LA STORIA si ripete dolorosamente. I curdi sono stati colonizzati, frammentati, dispersi, banditi, oppressi e isolati dai diversi paesi. Il crimine collettivo e internazionale continua. Quando guardiamo alla questione curda di oggi, come ha affermato Fehim Tastekin, giornalista esperto di Caucaso e Medio Oriente, invece di risolverla all’interno dei propri confini, sia l’Iran che la Turchia l’hanno esportata in Iraq, oltre i propri confini.
Quella dei curdi non è solo una solitudine istituzionale, cioè solitudine in una dimensione giuridico-legale; è diventata un fenomeno storico. I curdi sono isolati in ogni campo e di questa solitudine stanno cercando di liberarsi coraggiosamente.
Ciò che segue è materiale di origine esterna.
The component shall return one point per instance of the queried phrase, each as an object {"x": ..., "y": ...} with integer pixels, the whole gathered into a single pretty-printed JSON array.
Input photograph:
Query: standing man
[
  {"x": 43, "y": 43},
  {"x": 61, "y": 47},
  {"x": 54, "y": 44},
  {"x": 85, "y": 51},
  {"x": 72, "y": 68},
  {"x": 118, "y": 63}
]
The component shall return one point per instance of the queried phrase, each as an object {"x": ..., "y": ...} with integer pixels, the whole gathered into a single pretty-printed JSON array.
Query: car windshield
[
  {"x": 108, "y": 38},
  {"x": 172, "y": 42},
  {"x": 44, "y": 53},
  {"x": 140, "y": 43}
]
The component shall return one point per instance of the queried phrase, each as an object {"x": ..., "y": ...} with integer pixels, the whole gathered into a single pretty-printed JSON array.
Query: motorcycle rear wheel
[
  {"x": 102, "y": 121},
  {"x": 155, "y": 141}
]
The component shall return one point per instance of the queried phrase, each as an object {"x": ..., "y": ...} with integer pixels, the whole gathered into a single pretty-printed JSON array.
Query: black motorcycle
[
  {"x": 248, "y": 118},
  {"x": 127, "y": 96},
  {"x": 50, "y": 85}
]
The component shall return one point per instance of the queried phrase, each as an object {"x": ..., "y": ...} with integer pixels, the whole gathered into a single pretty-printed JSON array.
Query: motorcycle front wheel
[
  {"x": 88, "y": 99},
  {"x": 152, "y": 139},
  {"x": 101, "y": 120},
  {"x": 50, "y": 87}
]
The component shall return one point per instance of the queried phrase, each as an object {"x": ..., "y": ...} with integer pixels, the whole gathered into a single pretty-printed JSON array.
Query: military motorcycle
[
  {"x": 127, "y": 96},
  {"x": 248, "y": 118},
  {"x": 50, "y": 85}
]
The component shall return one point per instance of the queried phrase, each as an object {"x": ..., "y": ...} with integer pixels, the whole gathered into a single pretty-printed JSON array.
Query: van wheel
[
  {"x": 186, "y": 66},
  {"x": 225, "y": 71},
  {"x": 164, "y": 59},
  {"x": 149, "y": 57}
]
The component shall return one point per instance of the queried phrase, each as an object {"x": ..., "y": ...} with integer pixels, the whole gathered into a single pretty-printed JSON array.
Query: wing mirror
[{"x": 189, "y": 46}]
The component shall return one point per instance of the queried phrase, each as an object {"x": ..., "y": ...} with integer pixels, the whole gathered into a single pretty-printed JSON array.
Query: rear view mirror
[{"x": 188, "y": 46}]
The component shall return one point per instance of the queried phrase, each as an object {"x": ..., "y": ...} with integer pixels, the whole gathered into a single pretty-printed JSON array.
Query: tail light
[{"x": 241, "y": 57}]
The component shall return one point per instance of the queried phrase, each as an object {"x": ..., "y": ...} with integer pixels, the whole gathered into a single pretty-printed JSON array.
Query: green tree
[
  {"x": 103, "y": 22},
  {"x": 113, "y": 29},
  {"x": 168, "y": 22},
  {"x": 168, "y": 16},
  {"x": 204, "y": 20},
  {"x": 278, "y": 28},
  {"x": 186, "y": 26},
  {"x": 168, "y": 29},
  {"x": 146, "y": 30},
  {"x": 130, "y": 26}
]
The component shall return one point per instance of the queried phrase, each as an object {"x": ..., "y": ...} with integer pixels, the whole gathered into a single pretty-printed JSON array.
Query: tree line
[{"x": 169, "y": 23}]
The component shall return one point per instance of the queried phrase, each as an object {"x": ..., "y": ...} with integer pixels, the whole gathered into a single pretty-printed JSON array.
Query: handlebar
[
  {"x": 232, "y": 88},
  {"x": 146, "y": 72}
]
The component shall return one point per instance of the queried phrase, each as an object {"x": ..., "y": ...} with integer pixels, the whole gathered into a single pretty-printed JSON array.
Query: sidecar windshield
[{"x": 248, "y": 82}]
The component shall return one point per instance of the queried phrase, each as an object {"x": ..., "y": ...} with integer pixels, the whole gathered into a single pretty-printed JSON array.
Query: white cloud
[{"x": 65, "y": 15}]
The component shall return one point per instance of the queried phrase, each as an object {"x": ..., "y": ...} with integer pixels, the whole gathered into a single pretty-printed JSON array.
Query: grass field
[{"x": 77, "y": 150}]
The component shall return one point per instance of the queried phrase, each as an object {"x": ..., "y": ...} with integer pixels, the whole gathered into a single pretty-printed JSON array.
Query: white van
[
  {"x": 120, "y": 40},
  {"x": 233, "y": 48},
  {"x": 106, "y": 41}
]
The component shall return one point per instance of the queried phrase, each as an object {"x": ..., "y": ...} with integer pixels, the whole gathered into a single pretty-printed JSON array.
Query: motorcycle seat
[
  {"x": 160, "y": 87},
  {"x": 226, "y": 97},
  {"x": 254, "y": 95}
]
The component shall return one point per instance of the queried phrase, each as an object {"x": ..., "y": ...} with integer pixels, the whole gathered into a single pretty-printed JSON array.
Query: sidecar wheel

È una solitudine supportata dal silenzio sociale e politico dell’attuale arena internazionale.
Per rompere questo silenzio, le comunità internazionali possono/devono ascoltare le richieste di 187 organizzazioni siriane che richiamano l’attenzione sulle vittime civili causate dagli attacchi del governo turco.
QUESTE ORGANIZZAZIONI hanno fatto appello al mondo e chiesto che sia intrapresa un’azione urgente e che gli attacchi aerei del governo turco e quelli di terra pianificati siano fermati. Attacchi che non solo danneggeranno i civili e i luoghi in cui abitano, ma che provocheranno anche una nuova ondata di spostamenti e migrazioni e la continua violazione del diritto internazionale.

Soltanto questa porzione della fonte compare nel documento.